The plaintiff was injured in a car accident caused by the defendant’s negligence. Her medical costs incurred by the accident were negotiated down substantially by her insurance company and the medical team that treated her.
Economic damages must be reasonable and incurred, even when the collateral source rule applies. In cases where damages have been reduced and the higher cost never incurred by the plaintiff, the defendant need only pay the reduced cost.
The plaintiff was seriously injured in a car accident negligently caused by a driver for the defendant. The defendant conceded liability and agreed to pay the damages in regards to medical costs, which were $189,978.63 at the time of trial. The plaintiff’s doctor then wrote off $130,286.90 of the medical costs, causing the defendant to seek a reduction in damages in that amount. The plaintiff opposed this on grounds of the collateral source rule.
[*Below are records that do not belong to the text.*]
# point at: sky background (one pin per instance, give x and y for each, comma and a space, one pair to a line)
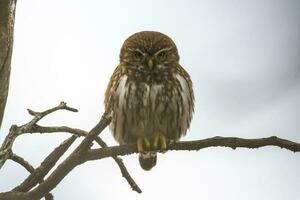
244, 60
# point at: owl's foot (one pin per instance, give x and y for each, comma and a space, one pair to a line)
160, 142
143, 144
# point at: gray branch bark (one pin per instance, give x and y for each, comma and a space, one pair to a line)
84, 153
7, 18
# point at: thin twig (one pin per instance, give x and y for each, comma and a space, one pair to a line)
30, 169
52, 129
39, 173
15, 131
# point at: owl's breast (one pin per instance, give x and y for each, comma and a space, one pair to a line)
143, 109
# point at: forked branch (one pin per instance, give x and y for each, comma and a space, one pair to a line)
84, 153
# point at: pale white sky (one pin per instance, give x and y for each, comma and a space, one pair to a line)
243, 57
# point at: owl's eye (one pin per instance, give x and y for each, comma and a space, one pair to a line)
162, 55
138, 54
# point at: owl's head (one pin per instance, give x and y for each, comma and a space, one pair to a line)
149, 50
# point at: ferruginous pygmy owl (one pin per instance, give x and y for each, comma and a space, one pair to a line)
150, 95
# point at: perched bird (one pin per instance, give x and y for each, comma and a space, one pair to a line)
150, 95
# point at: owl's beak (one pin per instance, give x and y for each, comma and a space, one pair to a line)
150, 64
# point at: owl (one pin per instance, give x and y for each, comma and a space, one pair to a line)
150, 95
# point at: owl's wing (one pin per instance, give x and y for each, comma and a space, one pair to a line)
111, 88
187, 96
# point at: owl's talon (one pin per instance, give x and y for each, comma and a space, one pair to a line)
160, 142
143, 144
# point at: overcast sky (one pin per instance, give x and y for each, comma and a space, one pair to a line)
244, 60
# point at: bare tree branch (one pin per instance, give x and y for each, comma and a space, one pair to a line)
22, 162
84, 153
16, 131
33, 127
7, 19
29, 168
39, 173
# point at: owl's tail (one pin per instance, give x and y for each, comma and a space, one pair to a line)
147, 160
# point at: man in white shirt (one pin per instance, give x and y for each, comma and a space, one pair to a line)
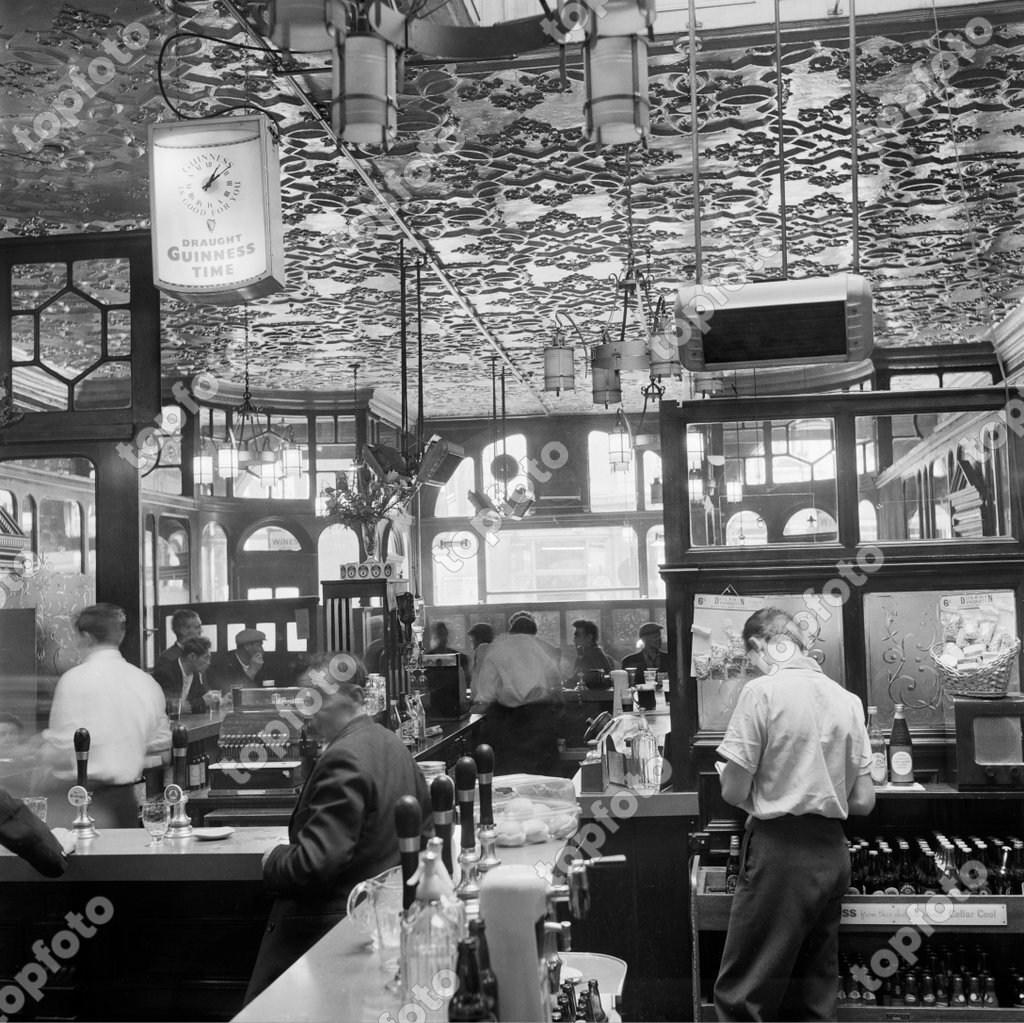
123, 709
517, 691
798, 761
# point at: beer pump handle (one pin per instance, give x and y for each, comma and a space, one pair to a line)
483, 757
82, 741
179, 756
465, 785
442, 803
408, 821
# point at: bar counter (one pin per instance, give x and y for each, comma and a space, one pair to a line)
342, 978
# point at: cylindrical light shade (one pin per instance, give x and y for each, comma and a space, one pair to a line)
368, 93
558, 375
617, 108
607, 386
694, 483
299, 26
203, 469
665, 351
620, 451
227, 462
621, 355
Can the injured person recover from the defendant, as economic damages, the undiscounted sum stated in the provider’s bill but never paid by or on behalf of the injured party?
No. The plaintiff did not suffer an economic loss in that amount.
Judge Klein disagrees that the damages must be capped at the discounted amount. Rather, the plaintiff should be able to recover the reasonable or market value of the services she received. There are no policy considerations to justify disallowing the plaintiff to recover the full amount, which, in the grand scheme of damages, is relatively minor.
The collateral source rule is implicated when the costs of medical treatment are paid in whole or in part by a third party unconnected to the defendant. That being said, earlier case law has evaluated the reasonable value of damages in light of limitation, not aggrandizement, meaning that damages should be limited to the amount actually incurred or paid. Damages must be both reasonable and incurred, so a plaintiff cannot recover for the reduced cost of damages if they were never incurred in the first place, even when the collateral source rule applies. Just because the plaintiff’s insurance has negotiated a favorable rate does not mean that the defendant obtains a windfall—or a lopsided judgement that allows them to relatively escape liability. The plaintiff never incurred the full cost of the bill, as it had been negotiated down at the time the damages were incurred. The reduced rate is not a collateral payment subject to the collateral source rule.